OU

The mission statement

mission and purpose

This follows on from yesterday’s post, last week at the Hewlett meeting I was asked to do a two minute presentation about OER work at the OU. There’s quite a lot to fit into two minutes, so I concentrated on four aspects:

  • Research – the OER Hub conducts research on the impact of OER
  • Community – GO-GN develops a global community of OER phD researchers
  • Content – OpenLearn releases thousands of hours of openly licensed learning material
  • International – projects like TESSA and TESS-India use locally developed OER to aid teacher education

My overarching theme was that all of these could be directly influenced by the OU’s mission statement. Now, most mission statements are rather mom and apple pie, and aspirational word bingo (I suspect many of you won’t be able to state your university’s mission statement if you work at one). But at the OU our mission statement ‘is to be open to people, places, methods and ideas.’ This is something we all really sign up for and believe. It is also a really well crafted, concise mission statement that has a number of consequences.

In its original interpretation it translated as the following:

  • People – anyone can study with the OU, there were no entry requirements
  • Places – you could study at a distance and didn’t need to attend a campus
  • Methods – part time, distance education, augmented by the use of television, summer schools, face to face tutorials and then other technologies
  • Ideas – less tangible, but for instance when the traditional universities were being snobbish and refusing to let the OU run summer schools, they considered hiring a boat and doing summer school cruises around the UK (the other unis realised what a massive cash cow summer schools would be and so this idea was not put into place).

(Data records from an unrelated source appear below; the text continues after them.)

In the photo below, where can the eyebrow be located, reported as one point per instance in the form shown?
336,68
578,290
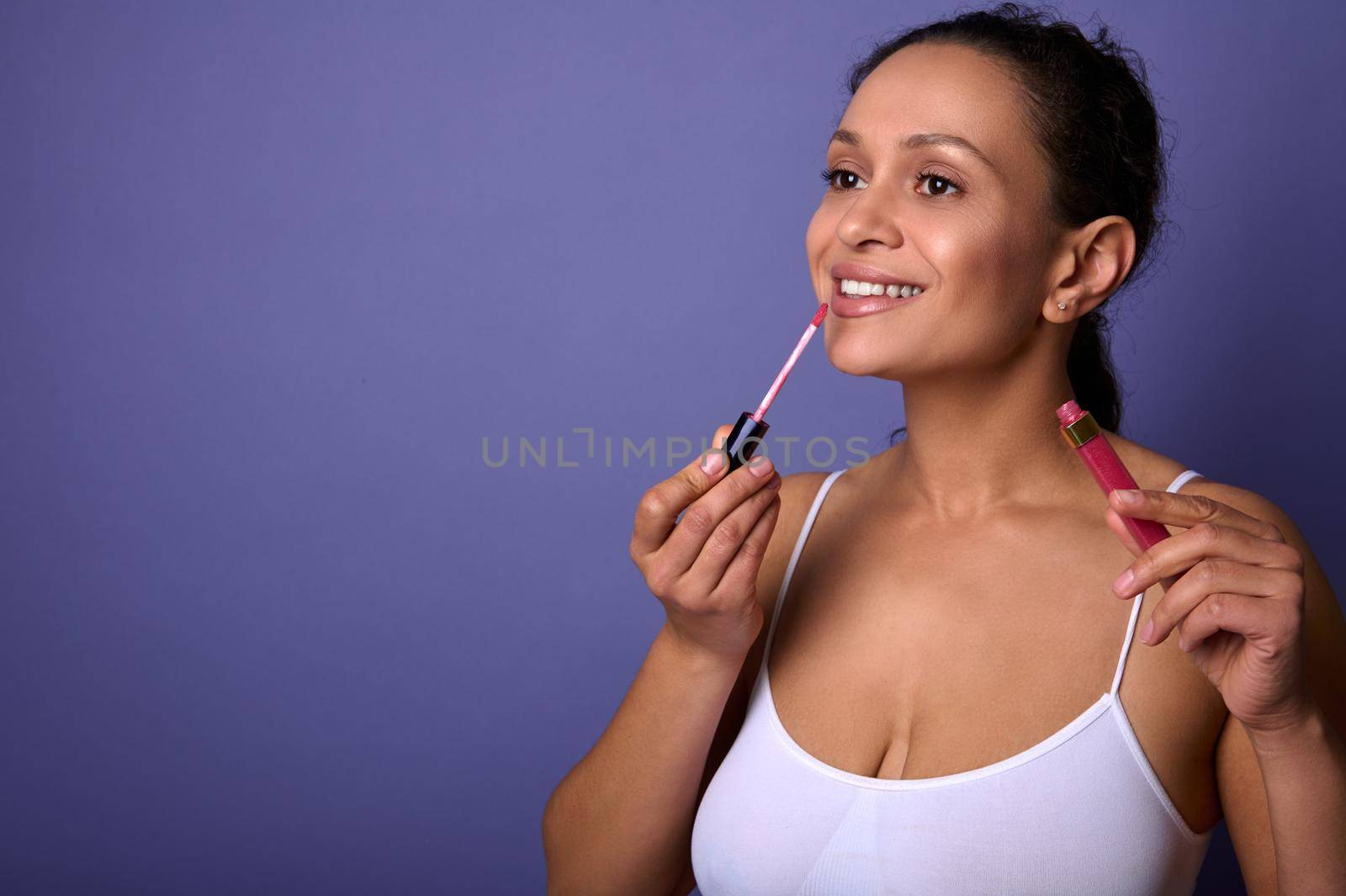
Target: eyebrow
917,140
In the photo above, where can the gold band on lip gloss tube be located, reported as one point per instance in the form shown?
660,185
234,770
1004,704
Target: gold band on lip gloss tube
1081,431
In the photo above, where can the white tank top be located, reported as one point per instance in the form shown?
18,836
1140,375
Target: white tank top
1077,813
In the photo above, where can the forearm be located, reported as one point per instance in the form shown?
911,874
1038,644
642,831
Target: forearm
621,821
1303,768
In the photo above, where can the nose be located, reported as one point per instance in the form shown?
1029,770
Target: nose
872,218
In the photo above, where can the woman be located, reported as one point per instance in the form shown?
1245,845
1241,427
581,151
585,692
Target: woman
913,701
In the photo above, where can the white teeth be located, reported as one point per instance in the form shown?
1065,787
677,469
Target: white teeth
865,289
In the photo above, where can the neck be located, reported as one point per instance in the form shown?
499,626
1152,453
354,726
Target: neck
986,440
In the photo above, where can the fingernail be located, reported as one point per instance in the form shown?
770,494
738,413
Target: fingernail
760,466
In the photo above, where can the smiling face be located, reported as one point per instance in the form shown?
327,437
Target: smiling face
914,204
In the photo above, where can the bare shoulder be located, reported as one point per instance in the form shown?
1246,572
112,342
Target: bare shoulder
798,494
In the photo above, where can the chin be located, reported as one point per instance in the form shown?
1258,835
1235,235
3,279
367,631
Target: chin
872,354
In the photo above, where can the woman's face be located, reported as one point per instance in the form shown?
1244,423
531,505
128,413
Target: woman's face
973,233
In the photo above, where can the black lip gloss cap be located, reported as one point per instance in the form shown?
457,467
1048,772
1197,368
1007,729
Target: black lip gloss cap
745,439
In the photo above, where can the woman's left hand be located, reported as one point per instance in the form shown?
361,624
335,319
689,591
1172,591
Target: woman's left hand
1235,594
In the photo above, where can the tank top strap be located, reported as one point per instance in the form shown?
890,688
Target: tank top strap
1184,478
794,556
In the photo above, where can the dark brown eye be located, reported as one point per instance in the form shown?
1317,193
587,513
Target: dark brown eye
848,179
940,186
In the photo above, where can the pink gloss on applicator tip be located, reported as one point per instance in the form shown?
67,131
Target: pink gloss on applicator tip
1084,433
747,432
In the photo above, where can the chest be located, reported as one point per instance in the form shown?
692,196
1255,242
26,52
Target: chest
908,653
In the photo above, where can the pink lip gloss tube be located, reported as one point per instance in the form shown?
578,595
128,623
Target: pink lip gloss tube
1084,433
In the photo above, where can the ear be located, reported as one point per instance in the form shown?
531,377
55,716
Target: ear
1092,264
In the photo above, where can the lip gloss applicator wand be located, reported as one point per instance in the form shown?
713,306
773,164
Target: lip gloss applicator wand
747,432
1084,433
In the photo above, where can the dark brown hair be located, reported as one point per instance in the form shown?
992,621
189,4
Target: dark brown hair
1094,119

The adoption of OER can be seen as an extension of this mission. But it also underpins each of my four example above, for instance in doing research we have to be open to methods, there are often different approaches you need to adopt to get at an answer (not just quantitative research for example).

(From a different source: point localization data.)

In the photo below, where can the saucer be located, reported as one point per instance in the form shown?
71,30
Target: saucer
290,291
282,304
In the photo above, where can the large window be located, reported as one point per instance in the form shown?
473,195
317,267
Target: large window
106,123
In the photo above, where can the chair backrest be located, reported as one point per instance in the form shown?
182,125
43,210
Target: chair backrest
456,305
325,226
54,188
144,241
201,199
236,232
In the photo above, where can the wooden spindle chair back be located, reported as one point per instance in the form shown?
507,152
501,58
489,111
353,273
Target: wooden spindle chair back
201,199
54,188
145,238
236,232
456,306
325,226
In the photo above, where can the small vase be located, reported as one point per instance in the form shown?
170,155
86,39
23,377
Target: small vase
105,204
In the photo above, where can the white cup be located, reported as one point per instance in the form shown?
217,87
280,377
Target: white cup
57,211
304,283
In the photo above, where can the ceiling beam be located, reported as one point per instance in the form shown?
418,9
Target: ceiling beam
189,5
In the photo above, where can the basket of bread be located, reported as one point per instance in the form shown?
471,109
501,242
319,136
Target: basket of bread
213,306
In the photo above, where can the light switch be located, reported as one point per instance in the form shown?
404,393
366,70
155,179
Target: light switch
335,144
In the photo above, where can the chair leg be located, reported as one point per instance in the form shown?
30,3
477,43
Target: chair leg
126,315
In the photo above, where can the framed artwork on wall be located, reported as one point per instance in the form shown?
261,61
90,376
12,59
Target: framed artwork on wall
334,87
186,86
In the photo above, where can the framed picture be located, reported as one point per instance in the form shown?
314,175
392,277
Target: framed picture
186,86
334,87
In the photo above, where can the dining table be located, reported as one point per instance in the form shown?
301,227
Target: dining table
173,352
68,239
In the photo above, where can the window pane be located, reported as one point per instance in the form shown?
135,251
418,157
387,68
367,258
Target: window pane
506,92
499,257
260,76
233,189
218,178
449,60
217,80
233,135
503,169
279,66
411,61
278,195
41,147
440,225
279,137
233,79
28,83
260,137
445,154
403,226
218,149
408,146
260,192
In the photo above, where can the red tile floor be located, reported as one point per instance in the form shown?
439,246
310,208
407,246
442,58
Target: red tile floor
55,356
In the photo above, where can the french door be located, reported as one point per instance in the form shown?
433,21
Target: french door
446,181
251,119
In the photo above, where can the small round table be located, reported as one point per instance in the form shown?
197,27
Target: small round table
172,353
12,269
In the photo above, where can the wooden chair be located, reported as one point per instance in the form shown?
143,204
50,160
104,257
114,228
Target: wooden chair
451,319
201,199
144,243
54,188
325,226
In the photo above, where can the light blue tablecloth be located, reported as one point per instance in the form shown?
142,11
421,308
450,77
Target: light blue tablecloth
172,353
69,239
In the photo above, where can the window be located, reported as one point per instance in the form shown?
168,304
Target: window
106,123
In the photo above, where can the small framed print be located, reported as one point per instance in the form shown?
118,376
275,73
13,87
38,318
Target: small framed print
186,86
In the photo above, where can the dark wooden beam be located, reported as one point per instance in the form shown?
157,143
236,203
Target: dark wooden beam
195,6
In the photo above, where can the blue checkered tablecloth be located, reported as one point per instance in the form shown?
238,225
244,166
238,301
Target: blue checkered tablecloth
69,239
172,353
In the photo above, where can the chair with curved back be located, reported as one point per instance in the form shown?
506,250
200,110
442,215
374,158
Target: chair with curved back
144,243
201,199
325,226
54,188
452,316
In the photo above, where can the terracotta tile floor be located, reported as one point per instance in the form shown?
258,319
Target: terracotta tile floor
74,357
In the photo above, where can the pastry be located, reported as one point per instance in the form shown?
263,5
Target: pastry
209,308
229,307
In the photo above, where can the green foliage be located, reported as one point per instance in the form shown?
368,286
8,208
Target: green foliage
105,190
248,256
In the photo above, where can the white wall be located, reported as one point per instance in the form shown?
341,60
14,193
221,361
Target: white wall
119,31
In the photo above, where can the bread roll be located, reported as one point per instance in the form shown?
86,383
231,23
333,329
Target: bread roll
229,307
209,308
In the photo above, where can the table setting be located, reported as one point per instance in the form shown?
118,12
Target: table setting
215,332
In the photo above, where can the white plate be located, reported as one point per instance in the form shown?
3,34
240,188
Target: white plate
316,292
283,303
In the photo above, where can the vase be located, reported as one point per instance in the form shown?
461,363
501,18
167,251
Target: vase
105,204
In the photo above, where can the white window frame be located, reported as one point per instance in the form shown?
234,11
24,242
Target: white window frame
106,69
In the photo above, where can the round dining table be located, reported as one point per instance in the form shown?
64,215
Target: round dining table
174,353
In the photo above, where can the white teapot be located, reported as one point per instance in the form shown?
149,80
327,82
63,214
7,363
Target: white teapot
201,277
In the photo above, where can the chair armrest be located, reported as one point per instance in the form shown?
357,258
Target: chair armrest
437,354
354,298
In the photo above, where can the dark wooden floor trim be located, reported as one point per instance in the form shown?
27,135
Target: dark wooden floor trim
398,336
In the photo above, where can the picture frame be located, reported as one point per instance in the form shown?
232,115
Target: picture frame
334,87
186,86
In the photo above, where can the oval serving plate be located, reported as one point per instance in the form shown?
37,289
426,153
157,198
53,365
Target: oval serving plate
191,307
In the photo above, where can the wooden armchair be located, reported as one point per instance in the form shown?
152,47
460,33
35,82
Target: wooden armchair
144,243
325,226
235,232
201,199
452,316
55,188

I raise this because someone commented yesterday that they hadn’t really twigged that it meant the OPEN university. I know what they mean, we get accustomed to saying it as one noun, and not hearing the individual elements. But the mission statement illustrates I think how much openness is core to its identity. It’s a pretty good statement to return to when considering the direction of the OU I find, and if I were tasked with coming up with a mission statement that was relevant today, I don’t think I could do better.

2 Comments

  • lornamcampbell

    Hi Martin, “open to people, places, methods and ideas” is a great mission statement and I really like the way you’ve expanded it. My question is whether the university applies these principles to its staff as well as its students? This isn’t a dig at the OU, not by a long shot, I could ask this question of any university in the current political and funding climate. We’re all trying to ensure that our institutions are more diverse and inclusive for students, and heaven forbid, more “customer focused”, but at the same time we’re seeing increasing casualisation of contracts, more challenging working conditions and greater insecurity for staff across the sector. I’m just thinking aloud here and wondering what we can do to ensure that these admirable open principles apply equally to both staff and students right across the sector? Ok, I’ll get off my Friday afternoon soap box now :}

    • admin

      Hi Lorna – soap boxes welcome 🙂 You are quite right to raise this. I can’t speak for the whole OU, but my impression is it does a good job in some areas, but not so good in others. For instance, research staff are exempt from the 3 year contract rule, which means they can be on endless contracts. This is currently being addressed from an HR perspective, but in terms of ‘open’ there’s a question as to whether this privileges certain people.